Aproximadamente duas semanas antes do início das hostilidades, comecei a receber informações de caçadores subaquáticos amadores sobre o aparecimento maciço de grandes bandos de tainhas ao largo da costa, que se comportaram de maneira muito estranha e tentaram entrar nos estuários de Grigoryevsky e Sukhoi, o que causou um discussão acalorada entre os ictiólogos.

Isso foi confirmado não apenas por fotografias de capturas sem precedentes, mas também pelo aparecimento desses peixes nas fileiras de peixes de Privoz, onde foram oferecidos sob o nome local "labas". Ao mesmo tempo, notou-se não apenas que eles não deveriam ser encontrados aqui nesta época do ano, mas também uma cor específica que não é típica dos peixes locais e sua relutância categórica em ser capturada em qualquer arte amadora. Os peixes estavam completamente perdidos e recusaram a isca, tornando-se a presa exclusiva de caçadores e caçadores subaquáticos usando redes.

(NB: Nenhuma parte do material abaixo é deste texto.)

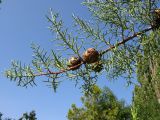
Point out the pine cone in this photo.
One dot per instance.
(90, 56)
(73, 61)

Alguns dias depois, foram recebidas informações sobre a atividade sem precedentes da frota na baía de Sebastopol. Depois de receber dados de colegas de que minas estavam sendo realizadas na Crimeia para impedir as ações de possíveis sabotadores, tudo se encaixou - a Baía de Sebastopol tornou-se perigosa até para os peixes!

O maior perigo para a biota marinha e os peixes são, em primeiro lugar, as explosões submarinas. Por vontade do destino, ainda em meus anos de estudante, tive a chance de observar com meus próprios olhos os resultados diretos de seu impacto, quando no curso de trabalhos hidrobiológicos de mergulho na área do Cabo Bolshoi Fontan, descobri um bomba aérea da Segunda Guerra Mundial, em aparência e tamanho mais reminiscente de um dos torpedos apresentados na exposição 411-ª bateria. No segundo dia após ter sido eliminado pelos sapadores, consegui visitar o local da explosão, sabendo suas coordenadas exatas. Uma imagem terrível de um enorme funil no fundo e "água chamuscada" ao redor por centenas de metros foi desenhada na minha cabeça. Qual não foi minha surpresa quando, no epicentro da explosão, dificilmente encontramos um funil com cerca de cinco metros de diâmetro e cerca de 40 cm de profundidade.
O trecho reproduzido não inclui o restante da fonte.